The Office of the Legislative Auditor last week confirmed what we already knew: that MNsure — Minnesota’s Obamacare implementation — has wasted huge amounts of money for a system that still doesn’t work, in a bureaucratic scheme that will never pay for itself.
In the face of the report’s overwhelming evidence, MNsure advocates propose sticking with it.
Republicans, on the other hand, are proposing changes that will actually make a difference. The goal: provide more insurance choices, at a lower cost, without the wasteful spending on the ill-conceived and broken MNsure bureaucracy.
The Star Tribune’s Feb. 22 editorial (“A nonpartisan look at MNsure’s lapses”) implied that the Republican response to the legislative auditor’s report was reactionary. The truth is that Republicans have been proposing health care solutions for years. In light of the legislative auditor’s scathing critique, these solutions are needed now more than ever.
After two years and nearly $200 million:
• MNsure’s implementation remains seriously flawed and customer service is still poor.
• The state’s consultant is suggesting a complete replacement of MNsure’s core technology system at a cost of tens of millions of dollars.
• 91 percent of the enrollees for which MNsure takes credit actually signed up for existing government insurance programs, MinnesotaCare and Medicaid, not the MNsure exchange’s private coverages.
• Enrollments in MNsure’s private coverages are a fraction of original projections.
• MNsure requires massive subsidies from both state and county taxpayers.
• Promises regarding costs and keeping plans and doctors were broken, and implementation problems were hidden.
These are telltale signs of program failure. Yet Gov. Mark Dayton’s proposal is, once again, more money. That’s right, on top of a one-time $39 million federal bailout for MNsure this year, the Dayton administration is proposing a $12-million-per-year increase in the already far-too-high Minnesota taxpayer subsidy.
MNsure’s insolvency will only get worse as federal subsidies expire in 2016 and MNsure becomes entirely dependent on state and county taxpayers. In contrast, Republican solutions propose a redesign that will work within the policy framework of Obamacare, in spite of our opposition to it.
Short of federal action changing Obamacare, these workable strategies would improve access, choice and cost in Minnesota:
• Only 9 percent of MNsure enrollees actually bought the private coverages, and these enrollees don’t need MNsure’s failed technology to find their insurance. H.F. 5, authored by Rep. Tara Mack, R-Apple Valley, proposes waivers allowing enrollees to take their government subsidy to private-sector insurance exchanges, which already offer Obamacare-compliant private coverages and work perfectly. We should free these MNsure-locked customers to shop wherever they want! Using the federal exchange could also be evaluated.
• The 91 percent enrolled in government’s MinnesotaCare and Medicaid programs, which have been available for years, were enrolled through the regular process and systems at the Minnesota Department of Human Services (DHS). They can continue to be. These enrollees do not need MNsure to get their coverage either!
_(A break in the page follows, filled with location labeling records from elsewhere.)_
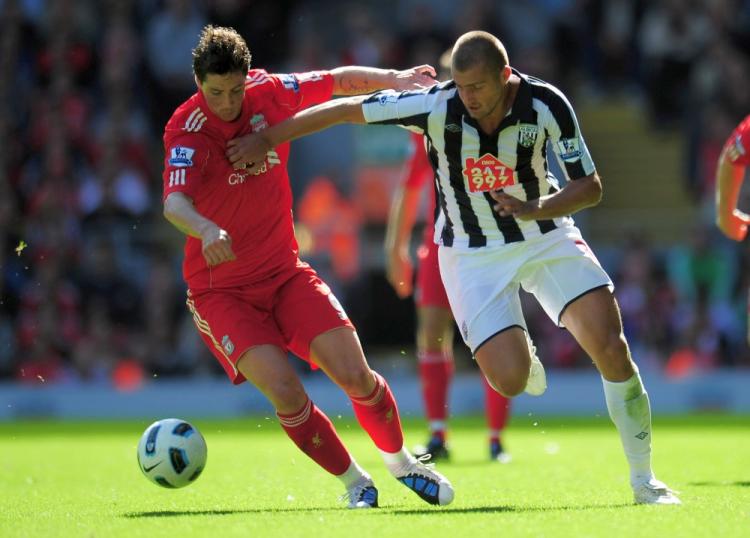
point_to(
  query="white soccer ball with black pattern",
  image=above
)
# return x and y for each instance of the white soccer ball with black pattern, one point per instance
(172, 453)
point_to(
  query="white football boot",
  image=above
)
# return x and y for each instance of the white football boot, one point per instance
(654, 491)
(425, 481)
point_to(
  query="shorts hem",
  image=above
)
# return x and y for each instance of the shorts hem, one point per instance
(574, 299)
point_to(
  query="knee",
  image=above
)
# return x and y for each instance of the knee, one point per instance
(355, 381)
(509, 383)
(434, 336)
(287, 396)
(615, 356)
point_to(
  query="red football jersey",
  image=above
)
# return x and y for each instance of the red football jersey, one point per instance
(738, 144)
(256, 210)
(420, 172)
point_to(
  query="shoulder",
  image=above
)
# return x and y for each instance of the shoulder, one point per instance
(545, 92)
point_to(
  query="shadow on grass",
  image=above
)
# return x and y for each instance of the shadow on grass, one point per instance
(181, 513)
(710, 483)
(504, 509)
(382, 510)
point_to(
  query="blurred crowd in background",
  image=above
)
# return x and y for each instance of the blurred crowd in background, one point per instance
(90, 281)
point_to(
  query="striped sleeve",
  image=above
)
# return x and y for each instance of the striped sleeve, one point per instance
(409, 109)
(567, 142)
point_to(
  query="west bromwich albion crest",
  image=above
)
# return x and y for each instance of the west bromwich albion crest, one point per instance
(527, 133)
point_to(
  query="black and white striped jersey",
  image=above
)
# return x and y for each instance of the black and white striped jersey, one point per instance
(469, 163)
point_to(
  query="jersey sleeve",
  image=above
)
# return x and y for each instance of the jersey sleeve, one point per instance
(738, 144)
(419, 168)
(567, 142)
(408, 109)
(297, 91)
(184, 164)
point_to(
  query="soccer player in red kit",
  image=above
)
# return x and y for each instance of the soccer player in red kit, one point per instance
(251, 297)
(435, 323)
(730, 174)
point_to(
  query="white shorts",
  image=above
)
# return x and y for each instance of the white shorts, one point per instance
(482, 284)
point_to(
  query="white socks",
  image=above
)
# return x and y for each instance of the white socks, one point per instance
(353, 475)
(630, 410)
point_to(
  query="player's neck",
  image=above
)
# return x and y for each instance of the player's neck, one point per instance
(492, 121)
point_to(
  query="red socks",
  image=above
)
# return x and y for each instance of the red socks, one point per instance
(497, 407)
(435, 372)
(314, 434)
(378, 415)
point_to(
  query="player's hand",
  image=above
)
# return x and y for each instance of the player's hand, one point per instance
(510, 206)
(416, 78)
(248, 151)
(217, 245)
(399, 272)
(734, 225)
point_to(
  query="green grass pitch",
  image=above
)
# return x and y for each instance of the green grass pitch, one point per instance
(568, 477)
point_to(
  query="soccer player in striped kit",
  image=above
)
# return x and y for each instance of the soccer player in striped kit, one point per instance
(251, 297)
(435, 324)
(505, 222)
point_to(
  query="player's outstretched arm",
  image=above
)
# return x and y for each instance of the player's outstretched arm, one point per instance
(731, 221)
(355, 80)
(574, 196)
(217, 245)
(251, 149)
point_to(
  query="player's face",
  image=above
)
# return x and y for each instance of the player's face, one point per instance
(481, 90)
(224, 94)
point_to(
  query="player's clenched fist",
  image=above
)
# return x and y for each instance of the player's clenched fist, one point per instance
(217, 246)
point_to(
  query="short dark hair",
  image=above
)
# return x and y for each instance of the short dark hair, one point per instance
(220, 51)
(477, 47)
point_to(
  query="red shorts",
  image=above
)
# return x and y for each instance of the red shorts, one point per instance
(429, 290)
(288, 310)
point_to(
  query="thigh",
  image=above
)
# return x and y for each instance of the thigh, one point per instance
(229, 325)
(562, 269)
(304, 308)
(268, 368)
(434, 328)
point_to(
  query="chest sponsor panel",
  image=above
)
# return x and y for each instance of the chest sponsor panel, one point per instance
(488, 173)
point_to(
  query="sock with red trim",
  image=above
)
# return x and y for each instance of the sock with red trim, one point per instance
(497, 407)
(312, 431)
(378, 415)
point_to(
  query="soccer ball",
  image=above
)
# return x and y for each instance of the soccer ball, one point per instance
(172, 453)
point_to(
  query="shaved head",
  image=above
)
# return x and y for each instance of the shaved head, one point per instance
(479, 48)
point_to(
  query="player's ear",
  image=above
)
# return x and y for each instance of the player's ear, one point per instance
(506, 73)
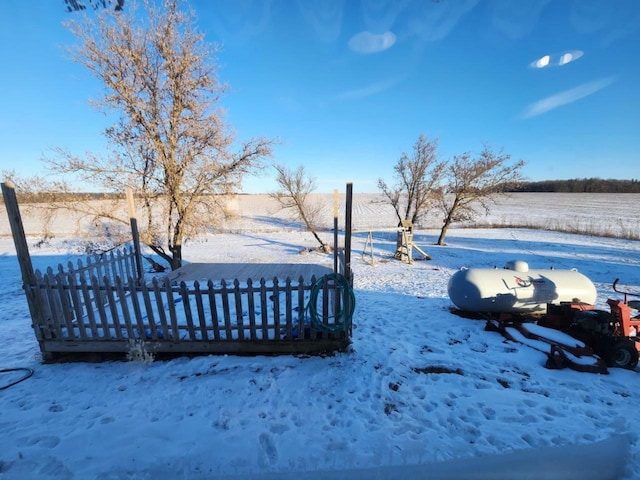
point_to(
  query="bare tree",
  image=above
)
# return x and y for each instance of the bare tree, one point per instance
(475, 182)
(171, 144)
(78, 5)
(294, 189)
(416, 180)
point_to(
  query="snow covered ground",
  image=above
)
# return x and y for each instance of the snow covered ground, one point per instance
(422, 393)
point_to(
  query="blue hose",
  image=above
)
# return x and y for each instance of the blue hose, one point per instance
(342, 318)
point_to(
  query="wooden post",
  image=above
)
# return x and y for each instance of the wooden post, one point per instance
(134, 232)
(29, 282)
(335, 231)
(347, 230)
• Shut down the unnecessary MNsure bureaucracy and operations. S.F. 810, authored by Sen. Michelle Benson, R-Ham Lake, proposes an alternative nonprofit structure to manage Obamacare coverages, much like the Minnesota Comprehensive Health Association operated successfully.
• Evaluate whether any components of MNsure’s technology or operations could be salvaged by the DHS to improve the enrollment process for MinnesotaCare and Medicaid. If not, shut them down altogether.
Even without changes to Obamacare, this Republican strategy of common sense and consumer choice means coverage options stay the same, service improves and taxpayers save tens of millions of dollars per year!
The Star Tribune Editorial Board did readers a disservice by dismissing outright the well-considered and realistic Republican solutions being proposed, especially in the absence of any serious proposal from MNsure’s advocates.
Let’s face facts. Two years and nearly $200 million dollars later, MNsure still doesn’t work right or pay for itself. Whether you support Obamacare or not, it is past time to cut our losses on MNsure and provide real health insurance improvements and cost control. That’s not reactionary, that’s good government.
Keith Downey is chairman of the Republican Party of Minnesota.